Even during the good times--fruit devoured
willingly from the other’s palm, long showers
and longer baths together--there was always

that entitled fussiness about you, that
I’m-going-to-be-difficult-just-because attitude
that I first secretly envied, admired, then

could barely tolerate. How you would wear
nothing pastel during the summer months--
Too pedestrian, you said. And then your

agnostic refusal to acknowledge anyone
uttering “God” while speaking with you,
how you would eat only oat bran cereals

for breakfast--I foolishly thought this had
something to do with loyalty.
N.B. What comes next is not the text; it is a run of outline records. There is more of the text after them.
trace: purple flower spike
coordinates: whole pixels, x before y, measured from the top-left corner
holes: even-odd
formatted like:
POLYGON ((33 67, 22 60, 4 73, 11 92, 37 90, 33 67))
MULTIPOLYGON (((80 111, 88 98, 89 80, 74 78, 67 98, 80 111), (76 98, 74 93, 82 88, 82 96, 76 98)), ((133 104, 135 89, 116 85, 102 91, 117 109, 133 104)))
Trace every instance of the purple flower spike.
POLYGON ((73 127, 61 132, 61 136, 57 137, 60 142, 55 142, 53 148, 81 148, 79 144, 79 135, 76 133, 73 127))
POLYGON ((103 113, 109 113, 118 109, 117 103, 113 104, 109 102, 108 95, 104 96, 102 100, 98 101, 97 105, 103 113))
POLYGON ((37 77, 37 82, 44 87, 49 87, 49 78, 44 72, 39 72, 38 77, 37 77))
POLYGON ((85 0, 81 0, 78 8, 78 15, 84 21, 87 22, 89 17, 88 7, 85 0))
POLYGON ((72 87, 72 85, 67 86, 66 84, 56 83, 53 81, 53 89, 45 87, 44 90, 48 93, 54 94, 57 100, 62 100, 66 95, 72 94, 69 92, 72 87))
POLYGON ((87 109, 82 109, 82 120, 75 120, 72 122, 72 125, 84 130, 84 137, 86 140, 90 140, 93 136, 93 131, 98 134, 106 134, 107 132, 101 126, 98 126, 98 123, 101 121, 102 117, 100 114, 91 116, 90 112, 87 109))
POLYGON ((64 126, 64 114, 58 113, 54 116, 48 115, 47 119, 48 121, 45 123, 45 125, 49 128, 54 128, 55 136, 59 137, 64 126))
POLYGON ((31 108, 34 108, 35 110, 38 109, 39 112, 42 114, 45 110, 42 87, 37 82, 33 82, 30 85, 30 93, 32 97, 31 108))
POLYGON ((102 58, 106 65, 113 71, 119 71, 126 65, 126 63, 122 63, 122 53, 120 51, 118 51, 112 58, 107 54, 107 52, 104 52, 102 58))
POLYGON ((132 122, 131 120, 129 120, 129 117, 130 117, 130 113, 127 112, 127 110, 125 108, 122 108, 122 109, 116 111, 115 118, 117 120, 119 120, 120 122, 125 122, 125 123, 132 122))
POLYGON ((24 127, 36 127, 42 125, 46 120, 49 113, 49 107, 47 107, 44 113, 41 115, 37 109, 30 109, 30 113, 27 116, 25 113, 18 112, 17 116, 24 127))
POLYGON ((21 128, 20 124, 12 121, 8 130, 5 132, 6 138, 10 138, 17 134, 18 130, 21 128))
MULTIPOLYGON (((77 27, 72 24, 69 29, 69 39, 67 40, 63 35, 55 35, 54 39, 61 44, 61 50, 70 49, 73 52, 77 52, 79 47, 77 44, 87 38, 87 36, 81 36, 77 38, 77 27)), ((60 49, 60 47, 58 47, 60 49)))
Even at your
most casual, you insisted on complicating

matters. Like during tea time, how the water
was to be hot but not boiling, how the particular
tea was to be loose, never bagged, how you

would only accept unprocessed turbinado
sugar for sweetening as you carelessly flicked
away the stubborn cruller crumbs (never donut)

from your prissy thumb and forefinger with
a linen napkin (never paper). And, because,
you said, darkness is the true home of the soul,

how any mug or spoon allowed to touch
your lips had to be deep blue, gray or black--
your favorite colors reflecting, perfectly,

in saturation and hue, those left in your wake.